Мы все вне себя от милостей великого князя. Довольно тебе сказать, что его высочество пожаловал к нам в 9 часов, а уехать изволил в половине второго часа, чего (пивши воды) ни разу еще не делал с приезда своего в Москву. Но надобно тебе хоть вкратце, но рассказать все по порядку.
Наш день понедельник; съехались обедать музыкант Рейнгард (этот уехал в театр), Бартенева с двумя дочерьми. Эти нас не женировали, простого, доброго обхождения, знакомы его высочеству; старшая славно поет, потому мы их заполонили на целый день. Рейнгард дает уроки маленьким великим княжнам, поэтому очень нас встревожило узнать от него, что великий князь жаловался ночью и что его высочеству приставлено 35 пиявок. Конечно, посещение только бы отложилось на другое время; но Ольги не было бы, она собирается домой в Шеметево, а Ольга – большая подмога. Нечего делать! Отправляя Волкова с почтой во дворец, я велел ему умненько узнать о здоровье великого князя, ду мая после обеда сам ехать наведаться или записаться. Волков донес, что великому князю ставили пиявки вчера вечером, но что камердинер сказывал, что его высочество изволит сегодня выехать. Это нас успокоило. Все было готово к принятию, дом весь освещен (я вижу его сам в первый раз так, и подлинно славно, лампы Моперна прекрасны!), ковры на лестнице. Я не мог помешать чиновникам составить две шеренги от дверей до низу лестницы; собрались Фавст, Трескин, Имберг.
В девять часов прибыл дорогой гость, на улице и дворе множество было народу. Я встретил его высочество у выхода его из коляски. На середине лестницы под лампою стоял Пашка в казачьем мундире и отдал ему честь. Великий князь нагнулся, поцеловал его и сказал: «Очень хорошо! Только замечаю тебе мимоходом, что ночью честь никому не отдают». В зале встретили его высочество Наташа, Долгоруковы и Катя. Он Наташу поблагодарил за сукно, извинился, что поздно это делает, обласкал зятя и жену его; пошли в каминную. Я представил его высочеству Фавста. Потом представил я Трескина и Имберга. Видя его в веселом расположении духа, я подвел Башилова (который с его высочеством приехал) и сказал: «А это известный строитель Москвы и сенатор Башилов». – «Доводилось слышать об этом негоднике, – отвечал великий князь, – но близко его не видал».

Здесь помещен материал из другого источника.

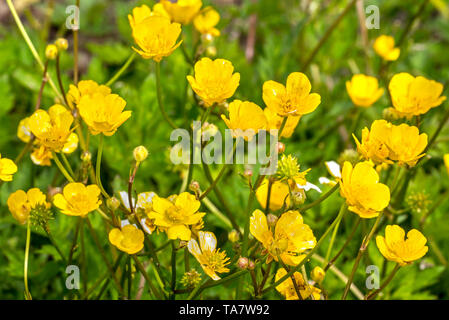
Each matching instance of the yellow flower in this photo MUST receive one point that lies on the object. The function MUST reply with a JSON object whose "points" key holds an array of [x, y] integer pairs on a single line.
{"points": [[415, 96], [41, 156], [182, 11], [291, 236], [129, 239], [214, 81], [373, 145], [206, 20], [176, 216], [406, 144], [85, 88], [364, 194], [280, 194], [394, 248], [20, 203], [7, 169], [446, 161], [52, 128], [245, 119], [210, 258], [103, 113], [274, 122], [287, 288], [384, 47], [143, 12], [294, 99], [156, 37], [364, 90], [78, 199]]}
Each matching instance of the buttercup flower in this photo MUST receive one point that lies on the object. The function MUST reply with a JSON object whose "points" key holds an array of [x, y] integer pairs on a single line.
{"points": [[176, 216], [406, 144], [20, 203], [384, 47], [291, 236], [182, 11], [103, 113], [274, 122], [287, 288], [78, 199], [373, 146], [245, 119], [210, 258], [280, 194], [206, 20], [85, 88], [156, 37], [52, 128], [143, 12], [414, 96], [129, 239], [294, 99], [7, 169], [394, 248], [364, 90], [214, 80], [360, 187]]}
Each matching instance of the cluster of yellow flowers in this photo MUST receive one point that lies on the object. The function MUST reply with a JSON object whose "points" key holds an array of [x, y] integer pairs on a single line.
{"points": [[280, 233]]}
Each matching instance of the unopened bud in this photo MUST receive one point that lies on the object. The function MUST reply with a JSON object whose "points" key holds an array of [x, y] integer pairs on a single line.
{"points": [[281, 147], [140, 153], [207, 38], [242, 263], [113, 203], [51, 51], [194, 186], [318, 274], [211, 51], [233, 236], [86, 156], [271, 219], [62, 44]]}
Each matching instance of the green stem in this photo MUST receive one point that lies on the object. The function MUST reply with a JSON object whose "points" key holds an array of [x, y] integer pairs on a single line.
{"points": [[122, 69], [390, 277], [61, 168], [159, 96], [25, 265]]}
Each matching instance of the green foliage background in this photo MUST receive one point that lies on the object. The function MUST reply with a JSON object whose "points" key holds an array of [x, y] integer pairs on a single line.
{"points": [[285, 38]]}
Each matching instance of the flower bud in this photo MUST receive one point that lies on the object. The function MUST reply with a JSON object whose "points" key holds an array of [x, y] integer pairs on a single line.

Подали чай. После пошли в залу, Катя пела, после обе сестры вместе, после вся фамилия вместе. Уселись в зале, где не так было жарко; хотелось мне, чтобы великий князь курил (шляпу свою отдал Пашке на сбережение), я просил Ольгу это устроить, и она очень ловко и умно это сделала. Уселись все около фортепьяно, она ушла и возвратилась с руками назади. «Ваше высочество, хочу просить вас о милости». – «Да, сударыня, соблаговолите сказать, и будет исполнено». – «В это время я привыкла курить пахитоску; вы мне позволите?» – «Разумеется, прошу вас, не стесняйтесь, сударыня». Ольга закурила пахитос (во время брюха своего она сделала эту привычку и теперь всегда по две и три выкуривает пахитоски). Великий князь очень смеялся и сказал: «Да ведь и правда!» – «А вы думали – шутка? Только я одна курить не могу, так прошу ваше высочество сделать компанию,
Великий князь, приняв милостиво, сказал: «Коль скоро вы мне дозволяете и подаете в том пример, покурю, но также с условием, что дадут сигару и Башилову, и все будут курить». – «Раз уж так, – сказала Наташа, – и надобно курить, переедем в Турцию». Пошли в «турецкую» комнату, все расположились на диванах около его высочества, и пошла беседа и курение. Великий князь переменил три раза сигары, был очень весел, любезен так, что позволения просил расстегнуть воротник мундира, много рассказывал любопытного, серьезного, например, о Польской войне, о 14 декабря и проч., много и шутил, говорил каламбуров, очень занялся Ольгою, которая ужасно его забавляла и смешила. Подавали мороженое, фрукты, но его высочество, ради вод, ни до чего не дотрагивался. Потом пошли в залу опять петь разные хоры, Башилов плясал тирольскую. Его высочество хвалил песенку, петую Ольгой и Катей, коей слова и музыка – сочинение Кости нашего. Право, не видали, как прошло время; было без четверти два часа, как его высочество изволил уехать. Пашка был на том же месте на часах, и его опять поднял и поцеловал великий князь. Внизу, хотя и так было поздно, множество было не только чиновников, но даже дам, и они имели счастие не только видеть его высочество, но слышать его голос, ибо, заметив тут караульного нашего с медалями, великий князь подошел к нему и делал Мореву много вопросов.